I think it obviously depends on the couple. This sort of thing would come as a surprise to most partners, and I'm sure that would come with a sense of betrayal. However,some people may have been aware of it when they got into the marriage, or seen a gradual change, and be okay with it. In this case, one partner is literally choosing to become a different person, and to the extent that means that they are not going to be the person their spouse fell in love with, that probably does violate the terms of the marriage. As with most relationships, there's no right answer, just feelings.
04/20/2011
Well, I'm not married, so can't say anything about marriage. But there's really much more to love and relationships than just bodies. I would hardly leave him because of this. Maybe this is my hidden pansexuality speaking
04/21/2011
In my opinion it would still be valid, since a marriage is a marriage regardless of gender. I'm not sure if I'd stay with them and would need to re-evaluate my needs from a (male) spouse, my feelings towards having a same-sex spouse and how this would translate to other family members (kids etc). Perhaps polyamory may come into play if I felt my needs wouldn't be fully met anymore.
03/28/2012
My husband has been extremely supportive of my transitioning, which I'm very grateful for. We've discussed it and I will be having a breast reduction so that I can bind, but have breasts enough still to be sexually attractive to him when undressed and that I will not be getting bottom surgery, both of which I'm okay with.
He's said that even if I do transition to a point that he can no longer feel sexual attraction to me, he'll stay because we love one another and we will just have a sexless marriage.
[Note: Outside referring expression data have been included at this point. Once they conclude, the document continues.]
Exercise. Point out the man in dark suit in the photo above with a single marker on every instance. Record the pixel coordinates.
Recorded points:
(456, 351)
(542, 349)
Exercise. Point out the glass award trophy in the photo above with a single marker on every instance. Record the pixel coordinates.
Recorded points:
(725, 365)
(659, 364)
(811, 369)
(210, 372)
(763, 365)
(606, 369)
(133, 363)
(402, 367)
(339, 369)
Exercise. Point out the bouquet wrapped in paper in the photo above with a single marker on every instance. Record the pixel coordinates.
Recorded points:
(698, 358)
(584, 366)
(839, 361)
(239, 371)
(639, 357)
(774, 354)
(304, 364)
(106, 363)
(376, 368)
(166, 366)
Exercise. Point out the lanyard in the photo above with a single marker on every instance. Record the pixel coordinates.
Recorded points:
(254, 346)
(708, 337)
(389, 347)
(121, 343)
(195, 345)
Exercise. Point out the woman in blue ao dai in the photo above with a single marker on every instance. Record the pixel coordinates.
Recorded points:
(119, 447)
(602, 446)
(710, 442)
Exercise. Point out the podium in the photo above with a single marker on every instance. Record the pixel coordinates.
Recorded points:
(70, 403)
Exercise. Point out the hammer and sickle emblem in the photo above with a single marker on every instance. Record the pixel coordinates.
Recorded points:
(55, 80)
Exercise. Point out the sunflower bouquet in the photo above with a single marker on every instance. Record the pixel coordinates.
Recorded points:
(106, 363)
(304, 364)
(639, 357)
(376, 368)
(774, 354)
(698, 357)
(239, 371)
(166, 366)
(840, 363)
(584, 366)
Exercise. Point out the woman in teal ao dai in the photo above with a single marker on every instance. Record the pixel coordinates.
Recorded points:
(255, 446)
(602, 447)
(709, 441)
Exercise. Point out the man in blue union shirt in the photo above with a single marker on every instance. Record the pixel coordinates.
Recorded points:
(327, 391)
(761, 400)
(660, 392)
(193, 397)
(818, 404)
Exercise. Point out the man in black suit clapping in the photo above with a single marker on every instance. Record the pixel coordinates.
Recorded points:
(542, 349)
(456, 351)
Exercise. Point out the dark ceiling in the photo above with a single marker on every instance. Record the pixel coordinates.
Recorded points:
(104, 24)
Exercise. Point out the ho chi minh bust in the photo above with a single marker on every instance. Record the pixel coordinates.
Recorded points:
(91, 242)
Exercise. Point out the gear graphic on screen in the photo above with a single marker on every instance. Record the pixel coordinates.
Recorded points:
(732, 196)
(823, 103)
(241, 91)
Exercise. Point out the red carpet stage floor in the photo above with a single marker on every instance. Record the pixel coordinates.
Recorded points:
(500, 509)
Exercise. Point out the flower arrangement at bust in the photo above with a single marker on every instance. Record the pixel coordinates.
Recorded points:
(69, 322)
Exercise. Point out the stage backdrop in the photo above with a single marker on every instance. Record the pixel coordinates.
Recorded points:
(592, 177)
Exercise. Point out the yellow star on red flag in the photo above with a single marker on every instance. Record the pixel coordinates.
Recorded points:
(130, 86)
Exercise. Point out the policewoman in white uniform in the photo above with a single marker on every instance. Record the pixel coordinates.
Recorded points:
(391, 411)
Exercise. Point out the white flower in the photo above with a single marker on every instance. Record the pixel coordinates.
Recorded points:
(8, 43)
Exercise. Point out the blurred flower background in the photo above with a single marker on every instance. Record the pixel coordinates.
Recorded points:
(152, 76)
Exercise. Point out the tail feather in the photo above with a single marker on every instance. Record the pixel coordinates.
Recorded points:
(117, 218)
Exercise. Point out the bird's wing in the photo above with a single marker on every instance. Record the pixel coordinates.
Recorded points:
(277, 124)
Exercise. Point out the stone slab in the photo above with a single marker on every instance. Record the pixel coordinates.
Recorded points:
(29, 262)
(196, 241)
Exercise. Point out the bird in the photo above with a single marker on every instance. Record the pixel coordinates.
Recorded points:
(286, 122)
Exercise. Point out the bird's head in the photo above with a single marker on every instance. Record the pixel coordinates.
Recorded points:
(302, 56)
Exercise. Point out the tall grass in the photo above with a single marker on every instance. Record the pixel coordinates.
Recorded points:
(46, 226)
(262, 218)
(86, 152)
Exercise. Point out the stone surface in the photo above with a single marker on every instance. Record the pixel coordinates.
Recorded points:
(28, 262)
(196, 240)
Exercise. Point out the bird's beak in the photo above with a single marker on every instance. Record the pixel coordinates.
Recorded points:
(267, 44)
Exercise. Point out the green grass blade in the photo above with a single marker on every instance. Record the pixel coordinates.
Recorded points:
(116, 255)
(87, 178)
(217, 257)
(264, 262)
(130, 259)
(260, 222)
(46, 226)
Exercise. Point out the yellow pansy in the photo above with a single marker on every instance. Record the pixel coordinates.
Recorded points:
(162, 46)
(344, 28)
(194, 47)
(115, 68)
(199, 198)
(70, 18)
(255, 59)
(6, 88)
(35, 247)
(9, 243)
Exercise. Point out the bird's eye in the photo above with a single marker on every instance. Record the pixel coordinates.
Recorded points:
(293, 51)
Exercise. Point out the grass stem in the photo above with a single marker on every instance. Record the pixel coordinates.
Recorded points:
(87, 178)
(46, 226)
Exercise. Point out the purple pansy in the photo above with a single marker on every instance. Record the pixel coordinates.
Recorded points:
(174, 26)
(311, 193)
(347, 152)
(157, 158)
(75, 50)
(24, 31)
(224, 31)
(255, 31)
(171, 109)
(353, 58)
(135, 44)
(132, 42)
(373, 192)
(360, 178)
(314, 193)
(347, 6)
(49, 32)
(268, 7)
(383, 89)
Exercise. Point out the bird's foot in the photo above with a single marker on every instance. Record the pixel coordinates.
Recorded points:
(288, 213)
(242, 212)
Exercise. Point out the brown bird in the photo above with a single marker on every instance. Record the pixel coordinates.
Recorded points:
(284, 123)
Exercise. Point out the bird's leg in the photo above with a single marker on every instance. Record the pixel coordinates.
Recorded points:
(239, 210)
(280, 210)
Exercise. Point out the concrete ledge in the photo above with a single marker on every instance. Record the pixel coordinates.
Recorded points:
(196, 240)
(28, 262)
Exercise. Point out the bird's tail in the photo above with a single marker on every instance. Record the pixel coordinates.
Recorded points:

He's said that even if I do transition to a point that he can no longer feel sexual attraction to me, he'll stay because we love one another and we will just have a sexless marriage.
03/30/2012
In certain areas, transitioning doesn't affect the status of the marriage. For example: in the State of California (where I reside) if you started off as a legally heterosexual couple when you married, your marriage is still considered valid if one partner legally changes their gender.
03/30/2012
My partner's genitals aren't what make me love him, he can do whatever makes him comfortable, even if it's changing sexes.
03/30/2012
I think it would depend on the individuals. Transitioning can change a person. This is a fact, not an opinion. After transitioning, that person may not be the same person you married. It can be quite difficult to deal with.